Led by the International Consortium of Investigative Journalists, the investigation is a collaboration by 54 journalists in 18 countries.
More than 200,000 documents from the Mauritius office of a prestigious offshore law firm, Conyers Dill & Pearman, are at the heart of the investigation. ICIJ corroborated company information from the leaked documents with data in the Mauritius corporate registry and the Financial Services Commission’s register of licensees.
The documents offer a rare window into corporate tax avoidance in countries in Africa, the Middle East and Asia.
The documents include emails, contracts and business plans provided by some of the world’s biggest players in finance and law, including KPMG and the London-based multinational law firm Clifford Chance.
Together, they reveal attempts by corporations and individuals to exploit tax rules that allow them to avoid taxes of such countries as Egypt, Mozambique and Thailand.
“Mauritius is a bit like the Luxembourg of Africa,” said Tove Ryding, policy and advocacy manager for tax justice at the European Network on Debt and Development.
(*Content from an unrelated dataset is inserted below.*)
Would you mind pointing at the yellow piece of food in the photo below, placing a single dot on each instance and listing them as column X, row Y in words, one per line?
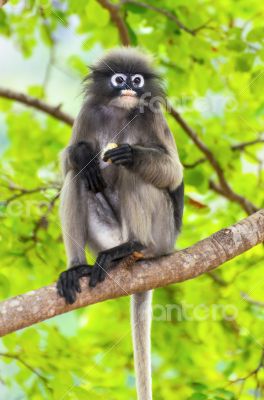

Mauritius has “specialized as a gateway to Africa so we see a lot of corporations that come and set themselves up in Mauritius because it allows them to transfer money in and out Africa without incurring much tax.”
Conyers sold its Mauritius business to three former employees in 2017.
Conyers told ICIJ that it “strictly adheres to the laws of all the jurisdictions in which we operate and is routinely reviewed by regulatory authorities and external auditors.”
Mauritius Leaks exposes how anti-poverty crusader Bob Geldof’s investment fund and household-name corporate titans such as Wal-Mart and Whirlpool discussed taxes and trusts as part of operations in Africa and Asia.
Known as the “Mauritian miracle,” the island’s economic success has been built on offering investors tax advantages through a Mauritian “double-whammy.”
Offshore firms such as Conyers sell the former French colony, population 1.265 million, as the go-to-destination for multinational corporations seeking to create shell companies easily.